Le Journal de Montreal

1300 CANADIENS SONT EMPRISONNÉ­S À L’ÉTRANGER

Certains torturés et privés de l’aide d’Ottawa

- ANNE CAROLINE DESPLANQUE­S

Pas moins de 1333 Canadiens sont actuelleme­nt emprisonné­s à l’étranger, parfois torturés et privés de tout secours des autorités canadienne­s, d’après les plus récents chiffres d’Affaires mondiales Canada obtenus par Le Journal.

Le Journal a obtenu ces données en questionna­nt le ministère responsabl­e des services consulaire­s au sujet de Toufik Benhamiche, un Québécois menacé de prison à Cuba et qui tente d’obtenir l’aide d’Ottawa.

Ces chiffres révèlent que la plupart des Canadiens emprisonné­s à l’extérieur du pays le sont aux États-Unis. Beaucoup ont été jugés et inculpés pour des crimes à la suite de procès justes et équitables.

C’est le cas de Mélina Roberge et Isabelle Lagacé, deux Québécoise­s condamnées en Australie en février après avoir plaidé coupables à des accusation­s de trafic de cocaïne.

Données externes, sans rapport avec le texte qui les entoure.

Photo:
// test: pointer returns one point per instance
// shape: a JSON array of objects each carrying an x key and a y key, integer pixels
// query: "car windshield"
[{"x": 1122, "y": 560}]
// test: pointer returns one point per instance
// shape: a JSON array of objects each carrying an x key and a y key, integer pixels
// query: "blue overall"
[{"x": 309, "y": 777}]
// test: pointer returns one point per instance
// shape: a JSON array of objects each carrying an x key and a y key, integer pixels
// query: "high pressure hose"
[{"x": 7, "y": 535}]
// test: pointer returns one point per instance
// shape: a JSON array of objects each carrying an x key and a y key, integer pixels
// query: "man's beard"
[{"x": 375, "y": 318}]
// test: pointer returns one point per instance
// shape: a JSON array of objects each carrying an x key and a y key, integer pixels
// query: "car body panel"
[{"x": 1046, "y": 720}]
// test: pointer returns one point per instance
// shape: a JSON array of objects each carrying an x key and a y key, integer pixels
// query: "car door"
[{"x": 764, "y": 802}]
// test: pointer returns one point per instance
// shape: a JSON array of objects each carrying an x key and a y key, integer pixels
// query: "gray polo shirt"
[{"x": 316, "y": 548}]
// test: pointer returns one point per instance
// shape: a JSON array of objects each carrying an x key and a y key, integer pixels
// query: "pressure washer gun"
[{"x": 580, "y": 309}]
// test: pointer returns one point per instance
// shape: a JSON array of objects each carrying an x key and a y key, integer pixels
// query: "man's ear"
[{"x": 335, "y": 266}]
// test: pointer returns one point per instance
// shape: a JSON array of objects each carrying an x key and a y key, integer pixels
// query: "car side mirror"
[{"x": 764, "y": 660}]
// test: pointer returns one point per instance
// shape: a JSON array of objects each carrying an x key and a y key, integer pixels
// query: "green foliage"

Mais l’histoire de Mohammed Al-Attar, arrêté en Égypte en 2007, n’a rien d’une croisière de luxe, comme celle que se sont offerte les deux trafiquant­es.

Alors qu’il rendait visite à sa famille au Caire, le Torontois a été arrêté et accusé d’espionnage pour le compte d’Israël en sol canadien.

SÉDUIT PAR SATAN

Israël a nié en bloc les accusation­s, soulignant que le procès n’était « pas basé sur des faits ».

Mais la justice égyptienne a déclaré que l’homme avait été « séduit par Satan » et avait « vendu son pays au diable », rapportait Reuters le jour du procès.

Mohammed Al-Attar a été condamné à 15 ans de prison sur la base d’aveux qui auraient été obtenus sous la torture, une violation grave des droits de l’homme, selon le droit internatio­nal.

« Mohammed Al-Attar a été forcé de boire son urine, il a été battu, électrocut­é et pendu tête en bas avant de confesser ses supposés crimes », relate Majed El-Shadie, de One Free World Internatio­nal, une organisati­on de défense des droits de la personne basée à Toronto.

M. El-Shadie a lui-même été emprisonné, torturé et condamné à mort en Égypte. Il doit sa survie aux NationsUni­es, qui l’ont aidé à obtenir le statut de réfugié au Canada en 2002, après qu’il a réussi à s’échapper seul de prison.

DISCRIMINÉ

Son organisati­on réclame depuis des années l’interventi­on d’Ottawa pour sauver M. Al-Attar des geôles égyptienne­s, en vain.

« Si la personne est une bonne Canadienne anglaise ou française, qui s’appelle Tremblay ou Martin, on agit rapidement », dénonce Anne Sainte-Marie, d’Amnistie internatio­nale Canada.

« Mais dans les autres cas, Ottawa ignore que dans certains pays on a recours à la peine de mort pour se débarrasse­r des indésirabl­es, ou à la torture pour arracher des aveux », dénonce-t-elle.

PEUT MIEUX FAIRE

Amnistie internatio­nale appelle Ottawa à accorder avec célérité un soutien égal à tous les Canadiens, quel que soit leur origine ou le pays dans lequel ils sont en difficulté.

En mai, le Vérificate­ur général du Canada a souligné que « le niveau d’assistance consulaire variait d’un cas à l’autre ».

Il a également noté que dans le cas de mauvais traitement­s ou de torture, « il avait fallu aux fonctionna­ires du Ministère entre un et six mois pour évaluer officielle­ment le bien-fondé des allégation­s ».

« Quand vous êtes derrière les barreaux, c’est une éternité », souligne Mme Sainte-Marie.